A deeply Catholic country, Poland has long been a fraught place for LGBTQ people. But in 2015, when President Andrzej Duda was elected, anti-LGBTQ sentiments increased amid hate campaigns that made queer people a national boogeyman. In 2019, nearly 100 local councils in Poland declared themselves “LGBT-free zones,” places where authorities claimed there was not “LGBT ideology.” (Three councils have since repealed that decision.)
But Lambda Warszawa, established in 1997, has been an asylum for Polish LGBTQ people — a place where those in crisis or being targeted for their gender or sexuality could find support and resources. Now, as Ukrainian refugees fleeing Russian attacks in their home country pour over the Polish border, Lambda Warszawa has expanded their scope. In addition to supporting the Polish LGBTQ community, the organization is helping LGBTQ Ukrainians as they flee to a country hostile to their rights, offering safe haven, counseling, and overarching support.

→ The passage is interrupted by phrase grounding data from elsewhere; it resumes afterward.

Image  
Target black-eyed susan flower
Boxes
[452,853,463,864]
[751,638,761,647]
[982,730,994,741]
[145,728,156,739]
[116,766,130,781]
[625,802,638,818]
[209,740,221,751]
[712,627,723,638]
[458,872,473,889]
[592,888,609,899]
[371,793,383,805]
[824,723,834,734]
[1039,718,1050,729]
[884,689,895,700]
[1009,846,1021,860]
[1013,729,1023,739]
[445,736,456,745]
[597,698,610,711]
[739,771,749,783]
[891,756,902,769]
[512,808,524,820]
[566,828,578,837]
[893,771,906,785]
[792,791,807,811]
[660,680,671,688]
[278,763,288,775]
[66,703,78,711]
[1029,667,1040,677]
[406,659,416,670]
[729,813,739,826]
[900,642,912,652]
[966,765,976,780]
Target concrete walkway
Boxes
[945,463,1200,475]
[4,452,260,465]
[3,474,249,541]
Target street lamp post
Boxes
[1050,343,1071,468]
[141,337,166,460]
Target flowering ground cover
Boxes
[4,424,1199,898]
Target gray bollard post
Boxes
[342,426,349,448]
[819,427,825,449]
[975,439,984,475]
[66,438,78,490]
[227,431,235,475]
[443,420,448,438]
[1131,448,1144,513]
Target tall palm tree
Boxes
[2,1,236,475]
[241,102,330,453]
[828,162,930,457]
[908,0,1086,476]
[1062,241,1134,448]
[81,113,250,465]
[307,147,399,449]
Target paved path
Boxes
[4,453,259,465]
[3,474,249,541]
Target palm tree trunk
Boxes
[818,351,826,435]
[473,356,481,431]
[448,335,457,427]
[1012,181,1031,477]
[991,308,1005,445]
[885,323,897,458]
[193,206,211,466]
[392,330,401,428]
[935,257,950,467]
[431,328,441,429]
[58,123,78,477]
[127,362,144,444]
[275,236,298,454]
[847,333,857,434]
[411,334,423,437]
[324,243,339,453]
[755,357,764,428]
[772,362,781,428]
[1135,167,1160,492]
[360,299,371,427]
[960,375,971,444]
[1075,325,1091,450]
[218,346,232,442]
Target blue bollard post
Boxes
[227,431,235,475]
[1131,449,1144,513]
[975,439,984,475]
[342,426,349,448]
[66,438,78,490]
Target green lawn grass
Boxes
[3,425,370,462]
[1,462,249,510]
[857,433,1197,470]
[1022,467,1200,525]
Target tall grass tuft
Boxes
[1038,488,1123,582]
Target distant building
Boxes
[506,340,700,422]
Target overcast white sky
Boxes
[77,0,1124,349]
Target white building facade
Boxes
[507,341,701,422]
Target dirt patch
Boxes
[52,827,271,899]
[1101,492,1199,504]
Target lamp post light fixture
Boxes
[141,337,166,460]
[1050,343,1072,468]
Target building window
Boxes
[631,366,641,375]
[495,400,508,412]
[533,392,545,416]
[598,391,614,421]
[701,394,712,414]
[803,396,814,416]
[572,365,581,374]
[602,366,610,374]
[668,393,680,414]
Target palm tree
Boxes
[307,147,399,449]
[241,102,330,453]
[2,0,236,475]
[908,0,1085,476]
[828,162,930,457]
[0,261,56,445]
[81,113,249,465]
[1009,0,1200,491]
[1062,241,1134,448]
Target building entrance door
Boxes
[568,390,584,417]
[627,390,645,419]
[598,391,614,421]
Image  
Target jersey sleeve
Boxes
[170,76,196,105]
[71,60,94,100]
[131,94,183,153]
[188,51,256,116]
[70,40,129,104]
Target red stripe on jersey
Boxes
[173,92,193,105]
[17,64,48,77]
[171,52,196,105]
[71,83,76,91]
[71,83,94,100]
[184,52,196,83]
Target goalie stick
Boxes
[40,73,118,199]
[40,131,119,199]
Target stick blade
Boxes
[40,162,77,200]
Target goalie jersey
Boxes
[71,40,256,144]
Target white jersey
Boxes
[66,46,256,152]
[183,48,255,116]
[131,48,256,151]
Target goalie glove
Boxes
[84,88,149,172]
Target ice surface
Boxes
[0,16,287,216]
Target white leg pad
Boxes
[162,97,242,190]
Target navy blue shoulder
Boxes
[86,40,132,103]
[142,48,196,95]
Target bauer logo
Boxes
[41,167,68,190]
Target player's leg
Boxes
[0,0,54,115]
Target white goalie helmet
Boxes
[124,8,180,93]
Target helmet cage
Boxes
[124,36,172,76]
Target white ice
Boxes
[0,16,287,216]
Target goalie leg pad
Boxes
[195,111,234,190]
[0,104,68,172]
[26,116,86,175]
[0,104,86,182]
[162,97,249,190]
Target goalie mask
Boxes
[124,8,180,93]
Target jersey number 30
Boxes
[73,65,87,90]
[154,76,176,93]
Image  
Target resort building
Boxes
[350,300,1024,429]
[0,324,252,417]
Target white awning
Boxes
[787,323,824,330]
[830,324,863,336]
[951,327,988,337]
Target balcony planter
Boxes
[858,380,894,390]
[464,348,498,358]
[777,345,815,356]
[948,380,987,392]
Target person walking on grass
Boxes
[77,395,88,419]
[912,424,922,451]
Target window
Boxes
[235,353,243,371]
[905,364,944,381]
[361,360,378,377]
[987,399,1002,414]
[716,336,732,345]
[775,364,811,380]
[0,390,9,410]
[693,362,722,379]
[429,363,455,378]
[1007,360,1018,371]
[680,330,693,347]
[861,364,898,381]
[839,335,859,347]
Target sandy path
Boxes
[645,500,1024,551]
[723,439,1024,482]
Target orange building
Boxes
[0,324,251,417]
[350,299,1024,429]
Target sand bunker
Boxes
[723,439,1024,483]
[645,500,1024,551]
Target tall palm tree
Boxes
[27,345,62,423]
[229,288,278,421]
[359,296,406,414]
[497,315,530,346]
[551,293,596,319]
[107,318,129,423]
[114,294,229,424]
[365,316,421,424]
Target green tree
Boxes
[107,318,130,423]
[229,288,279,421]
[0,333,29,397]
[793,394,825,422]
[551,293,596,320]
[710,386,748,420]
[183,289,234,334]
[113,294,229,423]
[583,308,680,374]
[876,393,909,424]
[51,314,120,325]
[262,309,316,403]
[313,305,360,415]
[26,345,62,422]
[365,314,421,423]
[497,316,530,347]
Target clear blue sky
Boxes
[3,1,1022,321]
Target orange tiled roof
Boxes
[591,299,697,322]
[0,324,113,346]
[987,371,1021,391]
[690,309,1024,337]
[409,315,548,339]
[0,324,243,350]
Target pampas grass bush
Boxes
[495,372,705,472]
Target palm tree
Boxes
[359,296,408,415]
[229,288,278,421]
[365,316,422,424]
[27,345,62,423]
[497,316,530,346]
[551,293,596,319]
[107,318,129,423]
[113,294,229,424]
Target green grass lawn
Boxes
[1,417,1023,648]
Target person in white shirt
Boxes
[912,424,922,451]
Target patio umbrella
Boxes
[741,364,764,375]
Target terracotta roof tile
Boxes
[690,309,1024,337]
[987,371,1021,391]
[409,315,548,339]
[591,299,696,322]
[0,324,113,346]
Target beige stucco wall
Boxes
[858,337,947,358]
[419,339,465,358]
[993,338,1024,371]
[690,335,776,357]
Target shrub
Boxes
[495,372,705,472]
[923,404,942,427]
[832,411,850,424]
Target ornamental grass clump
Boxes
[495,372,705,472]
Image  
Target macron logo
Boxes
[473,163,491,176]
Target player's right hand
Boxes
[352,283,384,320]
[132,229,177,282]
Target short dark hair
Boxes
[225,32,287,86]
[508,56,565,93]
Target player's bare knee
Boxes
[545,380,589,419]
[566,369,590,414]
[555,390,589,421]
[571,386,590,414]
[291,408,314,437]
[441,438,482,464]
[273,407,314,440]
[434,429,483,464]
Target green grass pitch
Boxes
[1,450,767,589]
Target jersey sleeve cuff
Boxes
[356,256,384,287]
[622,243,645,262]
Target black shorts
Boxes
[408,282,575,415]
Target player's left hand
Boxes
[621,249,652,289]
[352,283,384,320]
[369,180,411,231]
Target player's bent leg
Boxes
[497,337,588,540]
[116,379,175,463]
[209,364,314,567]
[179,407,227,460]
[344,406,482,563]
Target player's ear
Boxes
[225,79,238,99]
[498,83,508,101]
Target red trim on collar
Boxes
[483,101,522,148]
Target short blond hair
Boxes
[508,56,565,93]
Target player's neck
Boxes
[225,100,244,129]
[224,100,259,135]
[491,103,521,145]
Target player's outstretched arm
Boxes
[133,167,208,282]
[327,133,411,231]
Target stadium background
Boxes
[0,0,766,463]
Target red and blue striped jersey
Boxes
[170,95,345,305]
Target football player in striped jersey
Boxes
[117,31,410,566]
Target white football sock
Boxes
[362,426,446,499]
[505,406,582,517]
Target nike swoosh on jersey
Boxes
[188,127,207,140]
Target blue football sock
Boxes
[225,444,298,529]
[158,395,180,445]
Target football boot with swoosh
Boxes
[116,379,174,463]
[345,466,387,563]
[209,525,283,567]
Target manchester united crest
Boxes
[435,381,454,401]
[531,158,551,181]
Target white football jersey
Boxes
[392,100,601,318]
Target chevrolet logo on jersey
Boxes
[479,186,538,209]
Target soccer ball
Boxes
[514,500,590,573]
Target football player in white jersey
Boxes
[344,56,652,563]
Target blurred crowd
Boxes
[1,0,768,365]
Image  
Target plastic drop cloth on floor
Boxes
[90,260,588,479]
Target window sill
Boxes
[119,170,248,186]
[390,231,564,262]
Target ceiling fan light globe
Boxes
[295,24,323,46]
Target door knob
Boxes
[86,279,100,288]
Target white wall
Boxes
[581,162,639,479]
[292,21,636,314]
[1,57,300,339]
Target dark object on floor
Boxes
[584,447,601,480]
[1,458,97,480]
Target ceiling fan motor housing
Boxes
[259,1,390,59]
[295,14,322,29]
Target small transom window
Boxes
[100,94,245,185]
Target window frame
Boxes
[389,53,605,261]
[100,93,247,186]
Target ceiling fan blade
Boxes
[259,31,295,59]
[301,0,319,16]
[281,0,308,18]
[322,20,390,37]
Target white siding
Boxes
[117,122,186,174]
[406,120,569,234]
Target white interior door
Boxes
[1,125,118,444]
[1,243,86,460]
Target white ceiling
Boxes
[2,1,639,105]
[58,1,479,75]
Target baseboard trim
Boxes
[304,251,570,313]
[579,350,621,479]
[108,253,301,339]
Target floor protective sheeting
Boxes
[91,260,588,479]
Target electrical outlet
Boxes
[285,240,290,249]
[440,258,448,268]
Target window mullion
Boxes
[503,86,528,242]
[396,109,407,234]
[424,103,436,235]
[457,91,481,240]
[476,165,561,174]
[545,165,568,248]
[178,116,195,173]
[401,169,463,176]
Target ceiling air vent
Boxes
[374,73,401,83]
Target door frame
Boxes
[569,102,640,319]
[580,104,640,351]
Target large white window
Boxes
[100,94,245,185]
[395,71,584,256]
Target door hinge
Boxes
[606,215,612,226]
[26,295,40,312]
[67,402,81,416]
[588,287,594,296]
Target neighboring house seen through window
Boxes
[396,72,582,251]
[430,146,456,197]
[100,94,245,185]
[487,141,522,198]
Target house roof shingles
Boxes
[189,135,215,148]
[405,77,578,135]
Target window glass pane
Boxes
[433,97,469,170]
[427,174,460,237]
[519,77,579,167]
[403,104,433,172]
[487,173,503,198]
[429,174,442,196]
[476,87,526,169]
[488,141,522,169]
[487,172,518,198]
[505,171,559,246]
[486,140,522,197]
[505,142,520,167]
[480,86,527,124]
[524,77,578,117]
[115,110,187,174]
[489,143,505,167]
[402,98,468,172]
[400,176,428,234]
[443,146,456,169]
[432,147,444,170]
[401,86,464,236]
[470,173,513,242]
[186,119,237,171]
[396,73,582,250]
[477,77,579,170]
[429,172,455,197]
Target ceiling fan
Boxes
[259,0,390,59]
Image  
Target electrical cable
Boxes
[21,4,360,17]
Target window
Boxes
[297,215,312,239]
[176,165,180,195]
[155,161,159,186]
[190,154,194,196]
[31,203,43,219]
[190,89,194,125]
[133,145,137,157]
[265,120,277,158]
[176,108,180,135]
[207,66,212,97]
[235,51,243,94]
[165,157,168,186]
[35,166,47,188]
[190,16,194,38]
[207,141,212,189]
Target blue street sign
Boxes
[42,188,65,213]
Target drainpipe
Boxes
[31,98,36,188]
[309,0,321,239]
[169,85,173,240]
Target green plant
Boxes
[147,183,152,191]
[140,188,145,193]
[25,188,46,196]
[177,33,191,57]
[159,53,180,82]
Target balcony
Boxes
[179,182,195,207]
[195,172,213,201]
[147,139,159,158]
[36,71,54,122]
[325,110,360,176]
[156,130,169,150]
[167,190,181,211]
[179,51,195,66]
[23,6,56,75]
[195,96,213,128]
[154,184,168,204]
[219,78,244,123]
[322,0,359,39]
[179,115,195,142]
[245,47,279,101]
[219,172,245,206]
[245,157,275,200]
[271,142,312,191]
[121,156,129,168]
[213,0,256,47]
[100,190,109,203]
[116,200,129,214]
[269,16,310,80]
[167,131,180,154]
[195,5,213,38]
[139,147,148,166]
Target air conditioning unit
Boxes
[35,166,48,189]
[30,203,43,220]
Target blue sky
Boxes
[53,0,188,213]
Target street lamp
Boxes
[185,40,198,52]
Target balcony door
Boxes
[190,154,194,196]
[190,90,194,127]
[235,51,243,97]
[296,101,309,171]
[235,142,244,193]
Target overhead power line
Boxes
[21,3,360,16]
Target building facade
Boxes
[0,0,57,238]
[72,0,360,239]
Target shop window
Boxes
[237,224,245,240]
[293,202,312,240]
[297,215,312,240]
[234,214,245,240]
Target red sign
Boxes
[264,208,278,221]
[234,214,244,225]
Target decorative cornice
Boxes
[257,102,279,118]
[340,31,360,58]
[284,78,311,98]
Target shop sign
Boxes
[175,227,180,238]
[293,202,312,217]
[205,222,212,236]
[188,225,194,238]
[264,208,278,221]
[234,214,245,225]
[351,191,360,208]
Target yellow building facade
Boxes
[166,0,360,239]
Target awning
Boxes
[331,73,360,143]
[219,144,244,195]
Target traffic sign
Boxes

As I stepped into Lambda’s office for the first time, I saw posters that marked the connection between Polish and Ukrainian LGBTQ identity. I wondered how the past seven years of mounting anti-LGBTQ rhetoric and laws had affected this office and the people that work here. Even before the war, the union between the LGBTQ community in Ukraine and Poland was strong. There were flags and posters pinned to the walls commemorating that relationship, that had been put there long before Russia started its full-scale invasion of Ukraine.